Since in crystal violet staining, both live and dead cells are stained, we used TTC to assess biofilm metabolic activity. TTC is a tetrazolium-based dye that is converted into colored formazan due to reduction by cellular NADH (Sabaeifard et al., 2014). In this study, treatment of mature biofilms with DS-GEN-PLGA NPs significantly decreased the metabolic activity of biofilm cells, indicating a reduction in the number of living cells within the biofilm. We also demonstrated a decrease in viable cells within a biofilm following treatment with DS-GEN-PLGA NPs.
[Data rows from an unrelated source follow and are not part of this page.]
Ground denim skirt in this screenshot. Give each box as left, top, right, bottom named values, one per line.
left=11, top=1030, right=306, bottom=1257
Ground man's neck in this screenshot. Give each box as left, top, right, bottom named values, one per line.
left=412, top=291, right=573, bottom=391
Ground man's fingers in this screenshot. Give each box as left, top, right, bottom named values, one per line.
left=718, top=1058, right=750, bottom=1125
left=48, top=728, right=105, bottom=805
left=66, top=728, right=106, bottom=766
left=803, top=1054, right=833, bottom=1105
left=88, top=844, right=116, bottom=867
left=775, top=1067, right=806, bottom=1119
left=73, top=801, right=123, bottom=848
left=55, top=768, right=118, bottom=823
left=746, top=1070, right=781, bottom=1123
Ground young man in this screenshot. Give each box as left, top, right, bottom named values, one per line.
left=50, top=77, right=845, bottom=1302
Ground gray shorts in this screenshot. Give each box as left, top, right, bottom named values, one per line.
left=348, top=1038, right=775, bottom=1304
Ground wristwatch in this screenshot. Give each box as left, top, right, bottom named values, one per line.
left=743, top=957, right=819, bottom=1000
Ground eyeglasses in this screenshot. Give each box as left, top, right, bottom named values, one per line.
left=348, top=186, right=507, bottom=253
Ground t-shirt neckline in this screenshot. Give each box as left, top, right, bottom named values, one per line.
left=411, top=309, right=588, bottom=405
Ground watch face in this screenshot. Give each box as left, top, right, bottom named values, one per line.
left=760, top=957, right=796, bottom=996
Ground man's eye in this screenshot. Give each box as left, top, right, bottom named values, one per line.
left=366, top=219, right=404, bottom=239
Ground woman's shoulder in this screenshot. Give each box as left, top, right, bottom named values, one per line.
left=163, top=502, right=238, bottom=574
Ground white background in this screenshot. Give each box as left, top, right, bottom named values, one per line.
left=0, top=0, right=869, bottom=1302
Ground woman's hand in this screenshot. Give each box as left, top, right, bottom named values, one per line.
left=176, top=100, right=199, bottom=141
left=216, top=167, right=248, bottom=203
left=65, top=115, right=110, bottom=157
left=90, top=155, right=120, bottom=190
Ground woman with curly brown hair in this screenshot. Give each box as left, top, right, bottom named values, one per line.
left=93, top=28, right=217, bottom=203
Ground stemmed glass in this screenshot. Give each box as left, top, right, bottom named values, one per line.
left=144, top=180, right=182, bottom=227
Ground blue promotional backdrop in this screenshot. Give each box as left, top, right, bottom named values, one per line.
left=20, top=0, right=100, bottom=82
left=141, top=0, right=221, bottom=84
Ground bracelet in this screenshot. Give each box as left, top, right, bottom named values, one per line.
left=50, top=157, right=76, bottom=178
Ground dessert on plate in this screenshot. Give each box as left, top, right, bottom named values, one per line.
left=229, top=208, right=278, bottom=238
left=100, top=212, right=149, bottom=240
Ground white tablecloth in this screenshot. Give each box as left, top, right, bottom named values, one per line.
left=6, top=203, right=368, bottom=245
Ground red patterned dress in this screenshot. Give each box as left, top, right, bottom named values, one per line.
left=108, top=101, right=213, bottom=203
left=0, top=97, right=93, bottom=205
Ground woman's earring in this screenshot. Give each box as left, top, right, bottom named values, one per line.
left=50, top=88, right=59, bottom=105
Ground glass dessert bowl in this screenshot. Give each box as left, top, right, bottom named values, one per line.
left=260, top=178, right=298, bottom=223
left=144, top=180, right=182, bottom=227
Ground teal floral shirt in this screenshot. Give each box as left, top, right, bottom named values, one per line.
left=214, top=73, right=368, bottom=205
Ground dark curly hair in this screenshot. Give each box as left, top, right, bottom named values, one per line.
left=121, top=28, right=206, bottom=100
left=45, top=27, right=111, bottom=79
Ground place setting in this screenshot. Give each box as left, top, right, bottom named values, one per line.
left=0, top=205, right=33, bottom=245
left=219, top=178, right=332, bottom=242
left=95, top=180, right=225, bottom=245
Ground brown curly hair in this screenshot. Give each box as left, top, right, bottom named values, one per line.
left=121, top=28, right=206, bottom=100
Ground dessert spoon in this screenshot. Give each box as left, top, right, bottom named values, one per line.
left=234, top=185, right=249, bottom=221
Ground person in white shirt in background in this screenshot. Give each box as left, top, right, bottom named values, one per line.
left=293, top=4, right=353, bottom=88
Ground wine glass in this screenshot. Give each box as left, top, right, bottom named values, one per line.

The reduction in metabolic activity, consequent to the decrease in the number of viable cells within the mature biofilm post-exposure to DS-GEN-PLGA NPs, represents a noteworthy discovery, leading to a decline in bacterial virulence (Richardson, 2019).

Conclusion

In this study, DS-GEN-PLGA NPs were synthesized using the DESE method, resulting in particles sized 80–200 nm with a zeta potential of -4.2 mV. The DS-GEN-PLGA NPs demonstrated a considerable biofilm inhibition rate of 76.28%. Additionally, the dual-encapsulated NPs resulted in a reduction of 69.23% in biofilm metabolic activity and a decrease of 5.38 log CFU in viable cells of the P. aeruginosa biofilm. Moreover, DS-GEN-PLGA NPs significantly attenuated the expression of QS system autoinducer synthesis genes, which could reduce bacterial virulence and improve treatment efficacy. Given the critical role of P. aeruginosa biofilm in drug resistance and bacterial virulence, this study highlights the potential of co-encapsulating DS and GEN in PLGA NPs as a combined therapeutic approach to synergically combat biofilm-associated infections. However, the lack of study on multiple clinical strains and in-vivo validation using animal models are the limitations of the present study, which should be considered in future works to explore the potential of DS-GEN-PLGA NPs for inhibiting and eradicating P. aeruginosa biofilm in the clinical setting.